Joyeuse année 2020

voeux 2020 atelier Monjauze architecte

Qu'est-ce qui distingue l'architecture de la construction? Peut-on faire la nuance entre les deux au risque de paraître prétentieux ?
La production de bâtiments s'est massifiée et standarisée sous l'égide des réglementations, des industriels et des grandes majors du bâtiment. Peut-on produire de l'architecture dans ces conditions? Ou bien s'agit-il de constructions sans architecture?
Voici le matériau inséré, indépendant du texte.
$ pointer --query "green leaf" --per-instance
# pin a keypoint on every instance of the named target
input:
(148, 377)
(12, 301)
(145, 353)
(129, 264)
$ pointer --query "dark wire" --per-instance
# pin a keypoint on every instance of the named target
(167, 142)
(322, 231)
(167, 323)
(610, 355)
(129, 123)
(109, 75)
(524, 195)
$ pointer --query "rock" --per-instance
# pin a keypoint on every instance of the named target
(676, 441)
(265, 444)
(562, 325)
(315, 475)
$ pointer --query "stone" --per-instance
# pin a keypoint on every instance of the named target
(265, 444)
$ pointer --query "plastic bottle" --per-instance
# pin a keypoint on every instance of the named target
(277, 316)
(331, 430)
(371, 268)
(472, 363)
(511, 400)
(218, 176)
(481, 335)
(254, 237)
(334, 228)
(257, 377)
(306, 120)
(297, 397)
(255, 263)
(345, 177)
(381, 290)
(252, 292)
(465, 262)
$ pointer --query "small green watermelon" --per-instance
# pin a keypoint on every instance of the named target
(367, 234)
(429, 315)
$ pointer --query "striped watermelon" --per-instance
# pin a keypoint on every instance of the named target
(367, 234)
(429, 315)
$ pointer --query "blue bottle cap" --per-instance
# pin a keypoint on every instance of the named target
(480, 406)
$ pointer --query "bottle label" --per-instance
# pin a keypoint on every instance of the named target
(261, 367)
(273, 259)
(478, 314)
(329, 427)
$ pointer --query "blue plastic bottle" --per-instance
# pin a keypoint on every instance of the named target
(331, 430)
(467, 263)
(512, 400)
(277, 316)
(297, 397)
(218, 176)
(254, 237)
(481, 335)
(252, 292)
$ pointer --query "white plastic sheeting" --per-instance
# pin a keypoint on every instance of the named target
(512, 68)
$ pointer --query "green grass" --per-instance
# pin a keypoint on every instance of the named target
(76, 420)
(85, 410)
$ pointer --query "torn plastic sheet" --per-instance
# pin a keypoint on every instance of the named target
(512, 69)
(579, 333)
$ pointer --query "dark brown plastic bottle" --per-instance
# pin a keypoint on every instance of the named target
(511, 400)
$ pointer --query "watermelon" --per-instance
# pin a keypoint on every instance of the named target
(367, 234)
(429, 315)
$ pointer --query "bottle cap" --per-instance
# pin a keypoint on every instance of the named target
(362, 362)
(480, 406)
La RT 2012 et les DTU, associés à Bouygues, Isover et Colas, fabriquent un paysage uniformisé partout en France et dans le monde. Un environnement certifié par leur critère commun : la "conformité". La construction gâche les ressources non renouvelables, est inefficace énergétiquement, nocive pour le vivant, dénuée d'imagination et de beauté, non résiliente face aux chocs de la météo... ? Il n'empêche : on peut certifier qu'elle est "conforme" aux réglementations et aux normes. La conformité est une notion, une tournure d'esprit, un langage même, qui nous vient du droit et de la gestion de la qualité. Elle est prisée des banques et des assurances. Mais elle n'a pas de lien avec l'artisanat, l'architecture ou la construction.

Si la "conformité" ne convainc pas ou si elle manque d'originalité, nous pouvons, moyennenant finance, "personnaliser" nos maisons ou nos avenues : choisir sur catalogue une porte d'entrée hors-série ou du mobilier urbain "design" à mettre dans le giratoire.

Transformée par l'industrie et la marchandisation, une partie de notre culture et de notre cadre de vie est cette "France Moche" dont parle l'architecte urbaniste David Mangin : un patrimoine déconfit, légué par la Modernité et son dogme du Progrès. La constrution est anodine, l'urbanisme est techno, le paysage est un chaos routier. Point d'architecture dans les zones commerciales, ces immeubles décharnés, ces maisons de pavillonneurs. Le marketing qualifie de "construction traditionnelle" le produit d'une industrie du bâtiment bas de gamme, obnubilée par le rendement financier à court terme. Les infrastructures phagocytent la nature, suppriment le silence et les nuits noires. Notre cadre de vie urbain est inhospitalier, pathogène, déprimant. Les gens, les animaux, les insectes, la faune... tous sont malades, certains meurent ou ne se reproduisent plus. La France, comme tant d'autres, détricote son parcellaire, désapprend son urbanité, se détourne de ses campagnes. Elle perd son latin.


Qu'est ce qui animait nos anciens lorsqu'ils bâtissaient églises, écoles, mairies, maisons, immeubles? Un langage commun? La foi ? La quête de conditions matérielles meilleures ?

Bien sur, ils construisaient pour répondre à un besoin. A un Besoin et non pour un "rendement". Les dépenses de construction étaient faites pour au moins 100 ans. Elles seraient transmises aux enfants, petits enfants et aux suivants. On ne piétinait pas d'impatience, on laissait à l'avenir le temps d'arriver. Peut-être parce qu'on ne pouvait faire autrement...
Même si depuis, nous avons acquis les moyens de fabriquer à bas coût des constructions fragiles, il faut rappeler que cela reste un choix et qu'il y en a d'autres. Chacun est libre de choisir l'horizon qu'il donne à son investissement : 5 ans,15 ans, 50 ans?... c'est un vrai débat. Bien souvent, moins cher aujourd'hui est plus cher demain.

Posons que chaque projet est unique, et qu'il fait évoluer lentement nos traditions, qu'il contribue à la beauté du monde... Ne nous limitons pas à la conformité, qui est souvent un conformisme paresseux et toujours le faux-nez de la Standardisation. Voilà qui serait une feuille de route pour mettre de l'architecture dans nos constructions.

Avec l'ardeur dans nos cœurs et le discernement dans nos esprits, écrivons nos joies dans la pierre, pour bâtir l'architecture du 21 ème siècle. Comme l'ont fait en leur temps les anciens avant nous.